Click the arrow to watch a 2012 Dream Chaser concept of operations animation. Video source: SNCspacesystems YouTube channel.
Ten days after NASA selected Boeing and SpaceX as their commercial crew vendors, Sierra Nevada Corporation announced today in a press release that the company has filed a legal challenge with the Government Accountability Office to challenge the decision.
In its 51 year history SNC has never filed a legal challenge to a government contract award. However, in the case of the CCtCap award, NASA’s own Source Selection Statement and debrief indicate that there are serious questions and inconsistencies in the source selection process. SNC, therefore, feels that there is no alternative but to institute a legal challenge.
During the September 16 announcement, NASA officials declined to comment on the merits of the three proposals, saying that would have to wait until after the competitors were briefed.
Apparently SNC got its briefing. The press release states:
Importantly, the official NASA solicitation for the CCtCap contract prioritized price as the primary evaluation criteria for the proposals, setting it equal to the combined value of the other two primary evaluation criteria: mission suitability and past performance. SNC’s Dream Chaser proposal was the second lowest priced proposal in the CCtCap competition. SNC’s proposal also achieved mission suitability scores comparable to the other two proposals. In fact, out of a possible 1,000 total points, the highest ranked and lowest ranked offerors were separated by a minor amount of total points and other factors were equally comparable.
How could SNC knows its proposal was "the second lowest priced" unless they'd been briefed about all three proposals? Unless they're guessing, based on the announced awards to Boeing ($4.2 billion) and SpaceX ($2.6 billion).
If the latter is true, then as I wrote on September 17 the total dollar amounts are fairly meaningless, because each involves unique tests and “special studies,” as well as the assumption that each vendor receives the maximum six flights. Each vendor is guaranteed only two, and each mission will be a separate work order.
The company said late Friday that its bid in the NASA Commercial Crew Transportation Capability (CCTCap) was $900 million less than the bid submitted by Boeing, which won a contract worth as much as $4.2 billion to complete development, test fly and operate its CST-100 crew capsule. At the same time, SNC said, its proposal was “near equivalent [in] technical and past performance” source-selection scoring.

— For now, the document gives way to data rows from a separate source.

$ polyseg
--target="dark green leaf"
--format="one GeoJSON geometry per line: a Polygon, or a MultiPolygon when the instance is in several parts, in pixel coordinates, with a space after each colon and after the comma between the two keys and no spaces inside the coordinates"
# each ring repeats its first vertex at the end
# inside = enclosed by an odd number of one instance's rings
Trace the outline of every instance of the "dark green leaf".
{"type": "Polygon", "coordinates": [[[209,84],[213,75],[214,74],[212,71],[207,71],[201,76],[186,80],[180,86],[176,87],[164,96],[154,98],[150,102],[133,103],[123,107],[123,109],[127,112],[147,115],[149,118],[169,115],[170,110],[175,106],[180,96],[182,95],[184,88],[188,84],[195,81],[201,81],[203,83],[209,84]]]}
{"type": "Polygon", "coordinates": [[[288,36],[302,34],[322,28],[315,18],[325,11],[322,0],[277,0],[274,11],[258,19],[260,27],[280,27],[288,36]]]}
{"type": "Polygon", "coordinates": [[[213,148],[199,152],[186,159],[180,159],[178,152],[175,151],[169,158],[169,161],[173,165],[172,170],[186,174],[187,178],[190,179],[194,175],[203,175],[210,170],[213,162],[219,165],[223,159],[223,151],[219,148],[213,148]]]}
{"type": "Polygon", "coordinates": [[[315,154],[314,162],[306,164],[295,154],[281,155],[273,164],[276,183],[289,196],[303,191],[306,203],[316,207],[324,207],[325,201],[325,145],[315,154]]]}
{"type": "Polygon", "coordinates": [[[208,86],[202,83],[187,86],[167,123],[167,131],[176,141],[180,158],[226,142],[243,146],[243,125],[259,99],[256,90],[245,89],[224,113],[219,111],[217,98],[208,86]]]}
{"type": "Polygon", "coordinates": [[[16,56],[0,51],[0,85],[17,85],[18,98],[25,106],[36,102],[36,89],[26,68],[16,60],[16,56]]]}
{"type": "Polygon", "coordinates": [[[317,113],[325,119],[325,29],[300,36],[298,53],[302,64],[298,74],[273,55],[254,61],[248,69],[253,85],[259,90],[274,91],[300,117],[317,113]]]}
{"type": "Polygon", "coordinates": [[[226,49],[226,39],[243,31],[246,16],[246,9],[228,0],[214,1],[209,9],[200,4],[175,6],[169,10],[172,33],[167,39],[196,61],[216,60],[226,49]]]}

If one wants to indulge in fanciful speculation and assume NASA management capable of Machiavellianism, we can amuse ourselves with the notion that NASA deliberately violated federal procurement guidelines in selecting Boeing, knowing that if they'd gone with SNC then key Congressional porkers on the House and Senate space subcommittees who receive generous campaign contributions from Boeing would howl. If the GAO finds that SNC deserved the second contract, then Congress can't blame NASA, only the GAO.
No, I don't think so, either. Just indulging a fancy.
Elsewhere in NewSpace, NASA issued a press release today announcing a Request For Proposals for the next round of commercial cargo deliveries to the International Space Station.
Under the Commercial Resupply Services 2 RFP, NASA intends to award contracts with one or more companies for six or more flights per contract. As with current resupply flights, these missions would launch from U.S. spaceports, and the contracted services would include logistical and research cargo delivery and return to and from the space station through fiscal year 2020, with the option to purchase additional launches through 2024 ...
This RFP is open to companies able to demonstrate safe, reliable launch and rendezvous capabilities with the station. The contract will fulfill NASA's need to procure cargo delivery services for pressurized and unpressurized cargo delivery, disposal, return, or any combination, to the space station using U.S. commercial carriers after the initial Commercial Resupply Service contracts conclude.
SpaceX and Orbital Sciences currently deliver cargo to the ISS. The Orbital Sciences Cygnus burns up on re-entry, so it's used to dispose of trash and hazardous waste generated by ISS operations. SpaceX is the only vehicle on Planet Earth capable of returning significant amounts of experiments, samples, and parts from the ISS. (The Russian Soyuz has a very small cargo capability.) The SpaceX Dragon currently lands in the ocean; after its May 2014 splashdown Dragon suffered a small amount of seawater seepage into the vehicle, although no cargo was damaged.
Dream Chaser theoretically can land at any runway of significant length, and would probably be a much smoother landing for sensitive biological cargo than bobbing about in the ocean.
But SpaceX is working on a crew version of Dragon that would land at a Cape Canaveral pad using thrusters and landing legs. That technology logically could transfer to cargo Dragon landings.
Ain't competition grand.
Round 2 proposals are due on November 14, with selections anticipated by May 2015.
Dream Chaser is alive and well, temporarily on life support thanks to international partners. The new commercial cargo competition might result in the “baby orbiter” launching from Cape Canaveral after all.
UPDATE September 27, 2014 — Jeff Foust of Space News reports that, “Under government procurement regulations, NASA has 30 days to file a response to the protest. GAO is required to rule on the protest no later than 100 days after filing, or Jan. 5, 2015.”